I honestly don’t know what to do with myself. It’s bad enough that I’ve never had any driving ambition to actually be or accomplish anything “big.” Now that I have time on my hands I find myself both overwhelmed by some of the responsibilities I have, and at a loss for how to best use the time I’ve recently regained. I really should be cleaning and clearing out the house, and that’s happening in fits and starts, but did I mention overwhelming? Oh, on many levels.
I’m trying to take a step back, assess what’s important to me, what matters. Especially what I do online. Does it matter? I want to believe that it does. I want to think that the time I put into certain things counts for something. The Snowden supporters facebook group I took on tests that belief more often than I would like. I think it’s important, I don’t want to walk away, but it is disheartening as hell to see the fan boy posts outnumber the privacy activist posts–to see the number of “likes” pile up on the 25th repost of the Snowden statue vs any given post on domestic spying or trying to restore our forth amendment rights. Or how many people join simply due to their rabid hate of government or Obama, misunderstanding core issues, what has been done, and what needs to be done. It’s frustrating as all hell, Edger threatened to walk away more than once, but now that he’s gone–well, I don’t think I can.

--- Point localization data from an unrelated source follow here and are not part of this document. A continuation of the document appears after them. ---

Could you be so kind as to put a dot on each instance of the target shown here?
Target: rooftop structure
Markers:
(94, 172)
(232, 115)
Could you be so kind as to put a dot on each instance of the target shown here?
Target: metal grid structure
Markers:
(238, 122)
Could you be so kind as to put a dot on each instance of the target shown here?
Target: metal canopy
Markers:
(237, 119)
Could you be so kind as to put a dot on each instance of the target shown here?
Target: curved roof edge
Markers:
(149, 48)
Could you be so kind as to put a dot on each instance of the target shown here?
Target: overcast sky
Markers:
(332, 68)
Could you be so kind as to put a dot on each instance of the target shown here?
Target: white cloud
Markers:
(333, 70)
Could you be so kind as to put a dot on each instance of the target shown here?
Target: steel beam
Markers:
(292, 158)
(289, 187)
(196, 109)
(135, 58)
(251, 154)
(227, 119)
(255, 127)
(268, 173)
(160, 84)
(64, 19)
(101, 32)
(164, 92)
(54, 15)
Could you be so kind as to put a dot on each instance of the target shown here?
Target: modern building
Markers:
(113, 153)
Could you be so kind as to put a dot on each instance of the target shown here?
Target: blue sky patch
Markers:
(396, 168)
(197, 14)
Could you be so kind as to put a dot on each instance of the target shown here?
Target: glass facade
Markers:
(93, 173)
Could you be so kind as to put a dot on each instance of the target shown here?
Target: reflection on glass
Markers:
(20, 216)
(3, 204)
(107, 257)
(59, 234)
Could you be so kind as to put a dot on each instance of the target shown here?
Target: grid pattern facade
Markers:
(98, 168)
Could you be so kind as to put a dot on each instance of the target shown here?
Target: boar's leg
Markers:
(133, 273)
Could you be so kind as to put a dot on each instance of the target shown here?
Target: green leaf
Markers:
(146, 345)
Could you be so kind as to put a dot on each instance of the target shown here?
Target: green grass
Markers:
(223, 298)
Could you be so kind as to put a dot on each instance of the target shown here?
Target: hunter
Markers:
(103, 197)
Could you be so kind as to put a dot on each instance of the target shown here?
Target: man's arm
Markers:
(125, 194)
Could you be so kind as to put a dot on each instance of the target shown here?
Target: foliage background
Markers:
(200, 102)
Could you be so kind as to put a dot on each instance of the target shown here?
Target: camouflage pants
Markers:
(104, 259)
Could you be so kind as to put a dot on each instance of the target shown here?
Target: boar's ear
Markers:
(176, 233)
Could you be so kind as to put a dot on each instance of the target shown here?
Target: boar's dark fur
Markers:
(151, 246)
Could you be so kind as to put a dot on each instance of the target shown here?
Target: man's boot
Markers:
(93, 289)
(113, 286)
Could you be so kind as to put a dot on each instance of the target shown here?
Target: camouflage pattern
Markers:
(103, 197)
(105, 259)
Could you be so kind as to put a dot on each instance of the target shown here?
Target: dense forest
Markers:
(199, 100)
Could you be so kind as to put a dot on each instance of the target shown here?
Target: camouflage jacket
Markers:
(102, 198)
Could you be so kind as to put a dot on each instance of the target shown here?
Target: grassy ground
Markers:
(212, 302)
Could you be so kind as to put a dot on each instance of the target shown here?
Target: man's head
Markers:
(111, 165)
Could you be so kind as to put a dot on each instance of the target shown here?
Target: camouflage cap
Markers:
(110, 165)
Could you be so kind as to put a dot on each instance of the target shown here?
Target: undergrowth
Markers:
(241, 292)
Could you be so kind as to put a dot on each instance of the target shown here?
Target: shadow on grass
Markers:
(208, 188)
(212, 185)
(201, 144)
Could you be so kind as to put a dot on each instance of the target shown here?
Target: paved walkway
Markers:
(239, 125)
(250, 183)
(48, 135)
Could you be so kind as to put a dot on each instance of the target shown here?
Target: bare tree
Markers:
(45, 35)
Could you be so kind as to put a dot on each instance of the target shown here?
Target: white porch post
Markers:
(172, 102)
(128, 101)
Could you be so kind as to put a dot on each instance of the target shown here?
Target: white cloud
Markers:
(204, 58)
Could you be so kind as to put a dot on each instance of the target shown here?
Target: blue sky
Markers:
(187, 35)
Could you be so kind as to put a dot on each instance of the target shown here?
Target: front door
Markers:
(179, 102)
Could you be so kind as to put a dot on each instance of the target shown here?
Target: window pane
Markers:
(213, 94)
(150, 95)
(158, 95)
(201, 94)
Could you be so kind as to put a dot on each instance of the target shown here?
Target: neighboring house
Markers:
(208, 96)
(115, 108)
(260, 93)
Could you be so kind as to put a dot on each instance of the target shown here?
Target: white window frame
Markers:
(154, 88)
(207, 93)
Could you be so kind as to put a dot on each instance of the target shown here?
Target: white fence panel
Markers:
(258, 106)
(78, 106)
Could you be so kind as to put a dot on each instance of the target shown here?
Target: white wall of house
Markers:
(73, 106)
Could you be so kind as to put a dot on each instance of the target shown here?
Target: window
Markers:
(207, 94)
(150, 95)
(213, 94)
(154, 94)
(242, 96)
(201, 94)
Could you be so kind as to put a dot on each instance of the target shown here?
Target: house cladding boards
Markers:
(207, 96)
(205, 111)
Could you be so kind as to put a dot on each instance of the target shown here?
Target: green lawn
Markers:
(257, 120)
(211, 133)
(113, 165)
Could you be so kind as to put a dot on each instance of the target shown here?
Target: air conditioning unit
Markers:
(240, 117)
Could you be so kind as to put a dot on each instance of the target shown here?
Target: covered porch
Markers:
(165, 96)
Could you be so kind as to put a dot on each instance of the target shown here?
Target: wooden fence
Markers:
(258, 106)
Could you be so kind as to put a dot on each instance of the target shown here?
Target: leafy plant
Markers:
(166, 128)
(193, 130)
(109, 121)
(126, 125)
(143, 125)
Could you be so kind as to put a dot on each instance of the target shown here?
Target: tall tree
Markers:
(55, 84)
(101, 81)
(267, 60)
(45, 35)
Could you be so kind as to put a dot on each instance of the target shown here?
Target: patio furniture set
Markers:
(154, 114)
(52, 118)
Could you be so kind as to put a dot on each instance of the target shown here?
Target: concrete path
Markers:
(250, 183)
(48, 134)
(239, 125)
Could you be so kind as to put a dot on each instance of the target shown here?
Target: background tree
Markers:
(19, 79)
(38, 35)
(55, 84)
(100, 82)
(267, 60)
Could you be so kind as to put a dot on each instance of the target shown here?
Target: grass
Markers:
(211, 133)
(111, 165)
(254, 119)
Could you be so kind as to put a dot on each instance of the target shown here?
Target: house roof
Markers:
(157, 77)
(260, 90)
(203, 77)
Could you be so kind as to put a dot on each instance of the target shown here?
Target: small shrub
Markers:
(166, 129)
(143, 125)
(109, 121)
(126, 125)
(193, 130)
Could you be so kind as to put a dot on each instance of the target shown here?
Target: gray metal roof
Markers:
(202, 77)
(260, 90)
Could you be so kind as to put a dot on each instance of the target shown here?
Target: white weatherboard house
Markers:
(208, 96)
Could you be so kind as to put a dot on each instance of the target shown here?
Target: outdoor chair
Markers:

I’m trying to spend more time on art. I’ve done a few pieces I’m happy with. My well has run dry for the moment, so I am working with various media to color in other people’s work. I think it’s good. I’m learning new techniques, how to blend alcohol markers, how to use several different mediums on one piece, stuff like that. Until it fires up a spark of inspiration the color itself makes me happy, and it’s something I can do with a clipboard propped her in front of me while that group keeps me tethered to this computer. Although, I have to admit that I’ve been (and this may be somewhat irrational) spending every spare dollar I get trying to amass some quality supplies for that time down the road when there will be no spare dollars.
I’ve been cajoling the kids to spend time with me. Just get their butts off their computers and do something, anything else. Come color with me, I’ll let you use the good stuff. Let’s play a game, I have some good ones…but they don’t suffer this same yearning for time and meaning as I do. They have other interests now, the allure of that is too strong to set aside for one of mom’s whims. Time feels short for me, it stretches out endlessly before them, and may the Deity grant that be so. I will not browbeat them, but I will continue to invite.
This is about as close as I get to an existential crisis–which for me has always just boiled down to anything that makes one seek meaning or purpose. I don’t find my life completely bereft of either of those two things, I just feel like it’s inventory time. That’s a healthy thing, I think.